Ce lundi, tout le monde retourne en classe

De la 1ère maternelle à la 6ème secondaire, tous les élèves reprennent place sur leurs bancs. Les classes doivent désormais être aérées avant , entre et après les cours. Pour les examens, le réseau officiel les a annulés et dans les autres réseaux, chaque établissement choisit.

Finis les cours derrière un écran. (Belga)

Le retour à un semblant de normalité, à un quotidien qui ressemble de plus en plus à 2019 et avant, continue en Belgique. Après la fin du couvre-feu et la réouverture des terrasses ce week-end, ce lundi marque le retour de tous les écoliers vers leurs classes. Fini le télétravail, le présentiel une semaine sur deux, la division en groupe et autres solutions imaginées par les écoles pour respecter les mesures sanitaires qui leur avaient été imposées. Désormais, de la maternelle à la 6e secondaire, tous les élèves peuvent retrouver leurs compagnons de classe pour les cours.

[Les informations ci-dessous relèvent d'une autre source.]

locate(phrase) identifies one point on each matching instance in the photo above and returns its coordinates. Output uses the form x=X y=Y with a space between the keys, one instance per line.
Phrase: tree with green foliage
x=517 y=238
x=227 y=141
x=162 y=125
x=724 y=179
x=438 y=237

Évidemment, le masque, la distanciation et les gestes barrière restent d’application, mais les établissements scolaires doivent aussi prendre de nouvelles dispositions en matière d’aération.
Il faudra bien s’emballer pour aller aux cours puisqu’ils se donneront avec les fenêtres ouvertes. Et les prédictions météo des prochains jours n’ont rien d’estival. De plus, les classes doivent être aérées au début de la journée, entre chaque cours et après la dernière sonnerie. Le but : faire diminuer tant que possible le risque de contamination.

Cette obligation, qui ne semble pas difficile à respecter, a fait réagir les syndicats du monde enseignant. En effet, tous les bâtiments scolaires ne sont pas récents et il arrive que ce genre de mesure ne puisse être suivie partout. Dans des classes où de vieux châssis ne s’ouvriraient plus par exemple. Les syndicats font donc front commun et insistent pour que toute infraction à ce nouveau règlement leur soit signalée, qu’elle soit commise consciemment ou non.
Beaucoup d’écoles vont probablement se servir de cette demi-semaine pour s’habituer à ce retour et ses règles, puisque la semaine scolaire se termine déjà mercredi midi avant un très long week-end.

Pour combien de temps ? 

Comme pour l’Horeca, dans le milieu scolaire, on se demande si « cette fois, c’est la bonne » ou s’il faudra se remettre aux cours en visioconférence en juin ou en automne. 
En tout cas, c’est un scénario que n’exclut pas la circulaire encadrant ce retour à l’école, qui stipule que dans les écoles secondaires, qui étaient les dernières à travailler de manière hybride, pourraient décider de reprendre les cours à distance si le 100% présentiel devenait trop difficile à gérer à cause des absences liées au Covid. Mais un cadre a été défini : les cours en hybridation ne doivent durer que deux semaines maximum et tous les étudiants doivent avoir accès à un ordinateur.

Session sur mesure

Quant aux examens, si le réseau officiel de la Fédération Wallonie-Bruxelles a décidé d’annuler les examens afin de les cours soient donnés jusqu’à la fin du mois de juin, les enseignements communal, provincial et libre peuvent, eux, terminer cette année scolaire 2020-2021 comme bon leur semble. Certains établissements annulent aussi, d’autres les maintiennent en juin comme d’habitude et certains s’adaptent, avec des examens hors session, qui peuvent donc déjà se donner dès les prochaines semaines. 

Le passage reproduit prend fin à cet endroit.